Fred Coots, born in New York’s Brooklyn (1897-1985) was a prolific writer of melodies and Broadway Shows. He is best known for “Santa Claus is Coming to Town” but his finest compositions were “For All We Know”, “Love Letters in the Sand” and the outstanding “You Go to My Head”. This plaintive and romantic song, with lyrics by Haven Gillespie, was movingly recorded by Billie Holiday in 1938 and later in the 1960’s by Judy Garland.
In 1951 alto saxophonist Charlie Parker, whose career and health were already in rapid decline thanks to his drug addiction and destructive chaotic lifestyle, stepped before the very professional Woody Herman Big Band and recorded a number of ballads and Herman originals. We know that Parker by this time was incapable of turning up on time for a performance and very unlikely to rehearse. He has last played with a big band in his formative years. Yet he was seemingly incapable of playing any material in any setting without reaching incredible heights of inventiveness, technique and taste.

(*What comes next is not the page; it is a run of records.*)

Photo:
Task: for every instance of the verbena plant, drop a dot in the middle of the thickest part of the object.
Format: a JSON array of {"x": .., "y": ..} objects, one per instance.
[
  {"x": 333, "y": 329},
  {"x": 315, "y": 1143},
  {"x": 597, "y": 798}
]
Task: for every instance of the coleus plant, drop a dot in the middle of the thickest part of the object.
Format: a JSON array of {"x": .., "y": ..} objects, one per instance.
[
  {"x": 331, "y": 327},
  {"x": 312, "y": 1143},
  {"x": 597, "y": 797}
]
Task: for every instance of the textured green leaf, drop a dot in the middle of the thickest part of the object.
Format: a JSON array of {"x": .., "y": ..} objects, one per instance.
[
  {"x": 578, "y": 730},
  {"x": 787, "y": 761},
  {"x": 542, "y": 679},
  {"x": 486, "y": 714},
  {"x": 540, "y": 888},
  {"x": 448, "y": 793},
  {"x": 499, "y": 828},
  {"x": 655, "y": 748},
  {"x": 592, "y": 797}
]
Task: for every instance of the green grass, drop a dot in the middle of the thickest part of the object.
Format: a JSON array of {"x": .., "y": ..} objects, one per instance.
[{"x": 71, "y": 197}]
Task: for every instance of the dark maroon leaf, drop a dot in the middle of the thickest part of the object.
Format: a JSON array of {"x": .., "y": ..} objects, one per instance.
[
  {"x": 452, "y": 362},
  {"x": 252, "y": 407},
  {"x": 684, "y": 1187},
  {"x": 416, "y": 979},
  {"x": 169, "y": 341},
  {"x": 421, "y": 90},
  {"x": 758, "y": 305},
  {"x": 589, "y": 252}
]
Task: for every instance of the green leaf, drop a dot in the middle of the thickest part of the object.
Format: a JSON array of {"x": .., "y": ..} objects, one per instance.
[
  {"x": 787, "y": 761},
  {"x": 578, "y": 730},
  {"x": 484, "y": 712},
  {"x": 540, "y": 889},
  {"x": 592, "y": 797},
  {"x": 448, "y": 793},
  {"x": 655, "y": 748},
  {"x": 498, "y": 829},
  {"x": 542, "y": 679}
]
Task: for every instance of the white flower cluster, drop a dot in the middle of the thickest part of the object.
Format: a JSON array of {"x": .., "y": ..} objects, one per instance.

My recording of Parker playing “You Go To My Head” with the Herman Band of 1951 only catches Parker’s performance as he is about to start the bridge yet what follows is breathtaking as he embellishes, quotes lines of melody, plays fast chromatic runs across the chord sequence and then soars majestically above the band. Like almost everything he ever played in his short life this rendition is moving, exhilarating, beautiful and dominating. Sadly, today’s jazz musicians, reduced by music education to formulaic improvisation, and ignorant of the content of the Great American Songbook, will never produce another Parker. Turn the musical clock back and enjoy the Master.